Lipograft as means of breast augmentation required on average 2.9 sessions to achieve the desired result, which is significantly more than in the implant group (1.3 sessions). On average, both methods required a similar amount of operation time per session. As mentioned before, patients with congenital breast asymmetry are usually treated very early in their life, leading to several implant replacements. Hence, compared to lipograft, the number of operations required for implant augmentation is expected to be greater over the total lifetime of the patient. Furthermore, studies revealed that lipografts can be enriched with progenitor and stem cells using mechanical shear stress only, without causing any manipulation of the cells’ secretome [32]. This could improve the uptake of adipose cell transplantation and improve patient satisfaction with autologous fat transfer.

A limitation of this study is clearly its small sample size. Although the sample size is common for congenital breast asymmetry studies [26, 33, 34] and our two groups are very similar in terms of age and BMI, our collective size of 32 allows only limited generalizations. In the future, a multicenter approach may generate more focused results considering improvements in lipograft processing and lighter implants.

Conclusions

In this study, we demonstrate that there were no significant differences in the satisfaction with long-term outcome between lipograft and silicone implant augmentation, either subjectively or objectively, in our study population. Both surgical procedures afforded good levels of satisfaction with surgical outcome and breast symmetry. Lipograft needed more sessions to achieve the desired result ab initio, but implant augmentation requires several implant replacements over the course of young patients’ lifetimes.

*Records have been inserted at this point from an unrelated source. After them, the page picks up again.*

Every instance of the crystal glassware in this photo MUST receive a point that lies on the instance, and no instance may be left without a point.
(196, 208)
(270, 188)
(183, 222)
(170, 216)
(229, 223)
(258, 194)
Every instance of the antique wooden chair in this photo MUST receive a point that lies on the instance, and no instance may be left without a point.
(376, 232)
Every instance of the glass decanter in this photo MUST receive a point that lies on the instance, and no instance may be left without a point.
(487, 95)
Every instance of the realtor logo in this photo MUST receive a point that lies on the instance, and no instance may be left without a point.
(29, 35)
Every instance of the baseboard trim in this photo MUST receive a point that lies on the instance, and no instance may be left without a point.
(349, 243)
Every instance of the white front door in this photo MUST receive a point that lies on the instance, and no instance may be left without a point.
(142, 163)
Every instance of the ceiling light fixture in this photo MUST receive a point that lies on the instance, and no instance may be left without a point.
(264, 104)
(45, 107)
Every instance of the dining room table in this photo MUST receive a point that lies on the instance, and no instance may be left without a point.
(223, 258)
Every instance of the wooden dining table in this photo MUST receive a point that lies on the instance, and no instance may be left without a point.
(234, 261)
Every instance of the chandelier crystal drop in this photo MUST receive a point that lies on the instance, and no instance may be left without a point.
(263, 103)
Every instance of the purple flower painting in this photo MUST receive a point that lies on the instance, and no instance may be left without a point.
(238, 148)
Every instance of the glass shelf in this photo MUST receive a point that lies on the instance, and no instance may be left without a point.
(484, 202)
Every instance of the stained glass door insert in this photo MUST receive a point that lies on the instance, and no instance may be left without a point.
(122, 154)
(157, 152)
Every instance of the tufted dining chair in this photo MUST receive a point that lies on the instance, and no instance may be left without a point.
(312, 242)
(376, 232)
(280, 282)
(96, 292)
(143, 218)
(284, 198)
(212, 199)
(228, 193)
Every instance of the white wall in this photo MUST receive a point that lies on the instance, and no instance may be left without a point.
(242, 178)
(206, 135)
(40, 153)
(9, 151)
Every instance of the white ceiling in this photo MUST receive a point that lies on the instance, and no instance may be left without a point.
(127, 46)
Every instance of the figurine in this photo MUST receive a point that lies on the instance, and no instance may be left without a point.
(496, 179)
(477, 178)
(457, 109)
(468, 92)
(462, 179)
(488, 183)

On the one hand, the tissue compatibility of breast implants may improve in the future and thus require fewer implant replacements. On the other hand, the uptake of adipose cell transplantation may improve as well, such that fewer surgeries will be necessary. Therefore, further prospective studies and investigations will be needed in the future to compare the competitive surgical techniques of breast augmentation in congenital malformations.